We studied ten patients (8 males, 2 females) on chronic hemodialysis. The mean age was 47±16 years and the duration of hemodialysis was 8 months for two patients and between 7 and 33 years for the rest of them. They were receiving hemodialysis three times a week and each session lasted 4 to 5.5 hours. Patients were studied before and immediately after a hemodialysis session. Pulse contours were obtained noninvasively by applanation tonometry using SphygmoCor^TM device. From radial arterial waveform an aortic waveform was derived in real time with a specially designed software (SphygmoCor^TM; PWV Inc., Westmead, Sydney, Australia) and the AIx was calculated as the difference between the first and second systolic peak on the aortic pressure waveform divided by the pulse wave height. The common carotid artery and the femoral artery were used to determine PWV.

RESULTS:

Volume reduction with hemodialysis resulted in a decrease of body weight from 70±11 kg to 67.6±10.4 kg (P<0.002). Comparison of changes in hemodynamic parameters as well as in PWV and AIx from baseline and after dialysis presents.

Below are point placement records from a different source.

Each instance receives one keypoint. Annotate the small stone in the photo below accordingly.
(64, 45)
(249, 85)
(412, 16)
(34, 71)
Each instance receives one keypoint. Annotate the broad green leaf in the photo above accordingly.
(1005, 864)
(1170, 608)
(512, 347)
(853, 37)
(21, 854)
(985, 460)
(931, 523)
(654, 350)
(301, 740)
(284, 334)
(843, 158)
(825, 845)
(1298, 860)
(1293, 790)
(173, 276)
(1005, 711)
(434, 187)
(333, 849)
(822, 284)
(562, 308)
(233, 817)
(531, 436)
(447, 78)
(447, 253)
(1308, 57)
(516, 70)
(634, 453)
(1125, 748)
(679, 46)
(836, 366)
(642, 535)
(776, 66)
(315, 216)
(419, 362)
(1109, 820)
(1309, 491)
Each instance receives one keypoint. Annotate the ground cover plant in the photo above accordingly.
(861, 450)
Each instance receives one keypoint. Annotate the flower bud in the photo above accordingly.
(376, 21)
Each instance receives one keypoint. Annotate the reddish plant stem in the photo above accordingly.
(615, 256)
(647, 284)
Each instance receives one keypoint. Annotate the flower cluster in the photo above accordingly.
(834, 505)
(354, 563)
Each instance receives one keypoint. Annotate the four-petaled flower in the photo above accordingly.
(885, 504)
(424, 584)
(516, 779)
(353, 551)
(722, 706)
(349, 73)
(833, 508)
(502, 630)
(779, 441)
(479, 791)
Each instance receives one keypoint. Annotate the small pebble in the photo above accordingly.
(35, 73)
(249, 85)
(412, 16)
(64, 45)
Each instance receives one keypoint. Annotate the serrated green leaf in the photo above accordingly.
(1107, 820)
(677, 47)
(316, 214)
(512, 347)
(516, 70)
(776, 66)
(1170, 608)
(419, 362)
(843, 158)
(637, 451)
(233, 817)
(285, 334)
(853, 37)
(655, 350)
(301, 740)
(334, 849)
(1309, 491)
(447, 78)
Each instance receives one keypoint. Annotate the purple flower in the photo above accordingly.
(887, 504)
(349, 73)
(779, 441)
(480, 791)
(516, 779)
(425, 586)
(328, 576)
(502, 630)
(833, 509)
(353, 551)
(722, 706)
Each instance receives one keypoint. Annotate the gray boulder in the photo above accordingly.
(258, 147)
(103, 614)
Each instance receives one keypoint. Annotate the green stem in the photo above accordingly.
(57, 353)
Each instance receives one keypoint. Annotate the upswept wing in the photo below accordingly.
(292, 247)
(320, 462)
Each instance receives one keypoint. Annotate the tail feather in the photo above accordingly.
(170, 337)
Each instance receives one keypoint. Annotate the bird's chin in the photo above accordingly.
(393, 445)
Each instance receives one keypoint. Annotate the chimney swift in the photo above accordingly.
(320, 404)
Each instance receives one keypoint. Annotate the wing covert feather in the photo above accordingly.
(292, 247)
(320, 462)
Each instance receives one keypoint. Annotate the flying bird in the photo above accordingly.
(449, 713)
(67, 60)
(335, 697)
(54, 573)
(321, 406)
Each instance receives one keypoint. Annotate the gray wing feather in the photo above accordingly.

At a baseline, PWV was normal in 8 out of 10 patients, and reached 12 m/s only in 55-year and 80-year old patient. With dialysis, PWV increased significantly above 11 m/s in additional 5 patients. In the rest of 4 patients PWV did not change. Hemodialysis procedure tended to increase the average AIx. The hemodialysis induced increase in PWV was independent of the ultrafiltration volume or the change in blood pressure as shown in table 2.

CONCLUSIONS:

We noticed a direct effect of a hemodialysis session on PWV and AIx. The direction of changes in AIx and PWV recorded following dialysis was the same. A higher AIx in a group of increased PWV after hemodialysis could be a marker of abnormal arterial structure, suggesting that pulse wave analysis may be used to detect a subset of high-risk hemodialysis patients.